Considérant que si la COMMUNE DE TOULOUGES demande que le remboursement à intervenir fasse l'objet d'une compensation avec la somme qu'elle aurait pu réclamer au lotisseur au titre de la participation forfaitaire représentative de la taxe locale d'équipement et au titre de la taxe de raccordement à l'égout, dans la mesure où cette somme excède le montant de la participation financière qui a été effectivement mise à la charge de Mme A... en plus des travaux litigieux, la créance dont elle se prévaut ainsi ne présente pas un caractère certain, liquide et exigible, seul de nature à justifier la compensation demandée ; que ces conclusions doivent donc, en tout état de cause, être rejetées ;
Sur les conclusions de la commune tendant à obtenir la garantie de l'Etat :
Considérant, d'une part, que la COMMUNE DE TOULOUGES ne peut, alors même que le comportement de l'Etat aurait été fautif, prétendre à la réparation du préjudice tenant à l'obligation de verser aux consorts A... les sommes litigieuses dès lors qu'il s'agit de sommes auxquelles elle n'avait pas droit légalement ;
Considérant, d'autre part, que si la commune fait état des autres choix d'équipement qu'elle aurait pu faire et de la perte des subventions qu'elle aurait été en droit d'obtenir du département si l'Etat ne l'avait pas incitée à réaliser l'opération litigieuse, ces préjudices ne présentent pas un caractère certain et ne peuvent donc, en tout état de cause, lui ouvrir droit à indemnité ;
Considérant qu'il résulte de ce qui précède que la COMMUNE DE TOULOUGES n'est pas fondée à se plaindre du rejet, par le jugement attaqué, de ses conclusions à fin de garantie ;
Sur les frais irrépétibles :
Considérant qu'il y a lieu, dans les circonstances de l'espèce, de condamner la COMMUNE DE TOULOUGES à verser à M. A... et à Mme Z... la somme de 5.000 F au titre des frais exposés par eux et non compris dans les dépens ;
Article 1er : La requête de la COMMUNE DE TOULOUGES est rejetée.
Article 2 : La somme que la COMMUNE DE TOULOUGES a été condamnée à verser à M. A... et à Mme Z... par l'article 1er du jugement attaqué est portée de 1.037.759,43 F à 1.167.669,50 F. Les intérêts de cette somme échus le 21 janvier 1994 seront capitalisés à cette date pour produire eux-mêmes intérêts.
Article 3 : La COMMUNE DE TOULOUGES versera aux consorts A... la somme de 5.000 F en application de l'article L.8-1 du code des tribunaux administratifs et des cours administratives d'appel.
Article 4 : Le surplus des conclusions des consorts A... est rejeté.


Synthèse
Tribunal : Cour administrative d'appel de Bordeaux
Formation : 3e chambre
Numéro d'arrêt : 93BX00201
Date de la décision : 21/03/1994
Sens de l'arrêt : Rejet
Type d'affaire : Administrative
Type de recours : Plein contentieux

Analyses

60-04-01-04-02,RJ1 RESPONSABILITE DE LA PUISSANCE PUBLIQUE - REPARATION - PREJUDICE - CARACTERE INDEMNISABLE DU PREJUDICE - AUTRES CONDITIONS - SITUATION EXCLUANT INDEMNITE -Existence - Commune - Préjudice résultant du remboursement par une commune à un lotisseur le coût de travaux d'équipement mis indûment à sa charge.
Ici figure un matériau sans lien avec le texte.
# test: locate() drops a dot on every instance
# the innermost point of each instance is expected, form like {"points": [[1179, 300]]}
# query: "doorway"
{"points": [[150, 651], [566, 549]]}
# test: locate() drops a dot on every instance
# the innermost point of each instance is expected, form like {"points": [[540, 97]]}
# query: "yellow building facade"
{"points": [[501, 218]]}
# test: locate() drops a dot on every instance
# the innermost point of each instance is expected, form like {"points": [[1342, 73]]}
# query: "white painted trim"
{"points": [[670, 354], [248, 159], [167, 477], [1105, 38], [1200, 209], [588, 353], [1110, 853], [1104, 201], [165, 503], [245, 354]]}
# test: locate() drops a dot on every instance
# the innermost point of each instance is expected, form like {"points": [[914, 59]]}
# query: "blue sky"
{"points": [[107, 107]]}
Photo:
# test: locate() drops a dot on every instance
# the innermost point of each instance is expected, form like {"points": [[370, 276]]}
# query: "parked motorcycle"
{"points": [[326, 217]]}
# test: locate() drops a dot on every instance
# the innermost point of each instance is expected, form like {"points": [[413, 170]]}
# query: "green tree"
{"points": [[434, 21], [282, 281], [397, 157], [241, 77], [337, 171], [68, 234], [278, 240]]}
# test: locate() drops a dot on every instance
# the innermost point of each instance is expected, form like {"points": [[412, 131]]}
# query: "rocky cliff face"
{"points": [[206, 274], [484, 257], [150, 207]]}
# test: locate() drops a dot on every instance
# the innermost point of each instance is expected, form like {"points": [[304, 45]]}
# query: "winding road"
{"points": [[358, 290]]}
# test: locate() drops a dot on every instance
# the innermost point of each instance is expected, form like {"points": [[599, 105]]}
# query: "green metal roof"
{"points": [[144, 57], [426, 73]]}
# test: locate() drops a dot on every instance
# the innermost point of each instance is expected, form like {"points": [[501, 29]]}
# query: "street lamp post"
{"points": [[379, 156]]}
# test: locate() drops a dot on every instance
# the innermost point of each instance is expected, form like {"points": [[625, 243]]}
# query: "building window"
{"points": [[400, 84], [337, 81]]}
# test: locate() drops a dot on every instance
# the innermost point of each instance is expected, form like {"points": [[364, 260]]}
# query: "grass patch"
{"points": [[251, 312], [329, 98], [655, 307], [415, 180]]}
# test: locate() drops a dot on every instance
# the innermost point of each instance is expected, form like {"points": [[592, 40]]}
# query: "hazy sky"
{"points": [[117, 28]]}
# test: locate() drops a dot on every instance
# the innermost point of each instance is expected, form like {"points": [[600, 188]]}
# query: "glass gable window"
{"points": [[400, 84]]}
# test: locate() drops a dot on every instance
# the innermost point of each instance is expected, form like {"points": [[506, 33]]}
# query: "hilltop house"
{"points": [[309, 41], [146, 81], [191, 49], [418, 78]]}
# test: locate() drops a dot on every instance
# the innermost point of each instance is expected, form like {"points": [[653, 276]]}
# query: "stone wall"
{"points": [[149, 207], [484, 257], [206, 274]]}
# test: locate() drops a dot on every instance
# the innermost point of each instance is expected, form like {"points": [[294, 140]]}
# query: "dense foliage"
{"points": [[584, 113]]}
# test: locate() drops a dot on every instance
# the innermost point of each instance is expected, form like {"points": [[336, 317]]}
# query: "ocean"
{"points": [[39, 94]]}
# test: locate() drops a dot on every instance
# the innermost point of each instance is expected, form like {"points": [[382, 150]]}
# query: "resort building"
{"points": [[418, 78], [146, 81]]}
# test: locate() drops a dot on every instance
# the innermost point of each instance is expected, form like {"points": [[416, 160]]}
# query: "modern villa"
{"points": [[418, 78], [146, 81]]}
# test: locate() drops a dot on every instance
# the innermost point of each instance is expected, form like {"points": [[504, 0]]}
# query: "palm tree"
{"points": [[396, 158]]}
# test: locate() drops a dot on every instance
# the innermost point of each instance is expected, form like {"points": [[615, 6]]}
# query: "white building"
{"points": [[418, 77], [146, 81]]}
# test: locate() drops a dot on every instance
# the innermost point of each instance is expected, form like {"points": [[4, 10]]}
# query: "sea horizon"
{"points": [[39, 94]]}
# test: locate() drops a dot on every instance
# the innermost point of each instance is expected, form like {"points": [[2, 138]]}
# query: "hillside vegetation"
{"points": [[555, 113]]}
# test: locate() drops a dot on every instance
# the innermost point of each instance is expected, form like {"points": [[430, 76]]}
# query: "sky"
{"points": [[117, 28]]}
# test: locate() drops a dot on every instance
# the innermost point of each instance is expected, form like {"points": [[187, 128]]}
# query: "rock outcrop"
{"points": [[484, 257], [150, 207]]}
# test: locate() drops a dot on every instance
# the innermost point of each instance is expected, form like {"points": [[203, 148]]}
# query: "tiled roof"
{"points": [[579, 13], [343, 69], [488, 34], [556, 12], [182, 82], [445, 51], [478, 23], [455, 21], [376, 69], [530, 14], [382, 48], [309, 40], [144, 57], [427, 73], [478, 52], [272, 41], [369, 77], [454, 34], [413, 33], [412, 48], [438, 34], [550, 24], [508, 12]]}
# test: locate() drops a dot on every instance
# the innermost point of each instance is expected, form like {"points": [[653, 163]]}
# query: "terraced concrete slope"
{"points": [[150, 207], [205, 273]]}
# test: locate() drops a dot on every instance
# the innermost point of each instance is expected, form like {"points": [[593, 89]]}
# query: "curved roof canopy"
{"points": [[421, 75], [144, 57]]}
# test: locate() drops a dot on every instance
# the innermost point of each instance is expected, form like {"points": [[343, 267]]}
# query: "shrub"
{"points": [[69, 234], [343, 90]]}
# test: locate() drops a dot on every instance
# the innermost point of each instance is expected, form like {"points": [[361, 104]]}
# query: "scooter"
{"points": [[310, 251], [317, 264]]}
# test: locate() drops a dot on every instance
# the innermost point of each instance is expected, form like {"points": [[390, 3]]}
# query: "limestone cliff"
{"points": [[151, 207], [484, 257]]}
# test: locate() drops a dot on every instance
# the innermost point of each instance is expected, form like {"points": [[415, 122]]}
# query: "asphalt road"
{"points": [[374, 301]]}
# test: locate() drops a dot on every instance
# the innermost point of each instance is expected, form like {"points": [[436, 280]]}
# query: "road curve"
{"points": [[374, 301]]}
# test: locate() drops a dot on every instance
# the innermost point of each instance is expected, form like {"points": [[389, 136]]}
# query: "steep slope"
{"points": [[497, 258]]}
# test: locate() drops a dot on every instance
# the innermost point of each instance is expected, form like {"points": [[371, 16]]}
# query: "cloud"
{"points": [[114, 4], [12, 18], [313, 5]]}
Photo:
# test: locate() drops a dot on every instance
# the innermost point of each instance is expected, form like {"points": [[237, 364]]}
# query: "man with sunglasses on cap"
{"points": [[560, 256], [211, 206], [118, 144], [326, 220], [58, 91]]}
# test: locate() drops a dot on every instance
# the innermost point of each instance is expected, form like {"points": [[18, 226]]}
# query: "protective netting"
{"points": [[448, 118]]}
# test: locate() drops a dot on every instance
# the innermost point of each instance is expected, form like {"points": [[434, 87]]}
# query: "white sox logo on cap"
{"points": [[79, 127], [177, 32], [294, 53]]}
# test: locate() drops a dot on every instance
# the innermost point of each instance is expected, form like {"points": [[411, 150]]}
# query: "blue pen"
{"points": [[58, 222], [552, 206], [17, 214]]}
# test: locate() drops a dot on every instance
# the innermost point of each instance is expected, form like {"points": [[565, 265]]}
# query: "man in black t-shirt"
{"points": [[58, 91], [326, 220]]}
60-04-01-04-02 Commune dans laquelle est perçue la taxe locale d'équipement ayant illégalement exclu du champ d'application de cette taxe une zone du territoire communal et, en conséquence, mis illégalement à la charge d'un lotisseur le coût de travaux de voirie et de réseaux divers à exécuter dans cette zone, en méconnaissance des dispositions de l'article L. 332-7 du code de l'urbanisme. Condamnée à rembourser aux ayants-droit de ce lotisseur le montant de ces travaux, la commune est recevable à appeler en garantie l'Etat en invoquant des fautes commises par ses services (sol. impl.), mais ne peut prétendre à la réparation par celui-ci du préjudice que lui cause cette condamnation, dès lors qu'elle n'avait pas droit légalement à ce que le coût des travaux fût supporté par le lotisseur.


Références :

Arrêté du 13 novembre 1981 annexe
Code civil 1154
Code de l'urbanisme L332-7, L332-6

1.

Rappr. CE, 1989-02-08, Commune d'Auzeville-Tolosane, T. p. 925


Composition du Tribunal
Président : M. Barros
Rapporteur ?: M. de Malafosse
Rapporteur public ?: M. Cipriani

Origine de la décision
Date de l'import : 06/07/2015
Fonds documentaire ?: Legifrance
Identifiant URN:LEX : urn:lex;fr;cour.administrative.appel.bordeaux;arret;1994-03-21;93bx00201 ?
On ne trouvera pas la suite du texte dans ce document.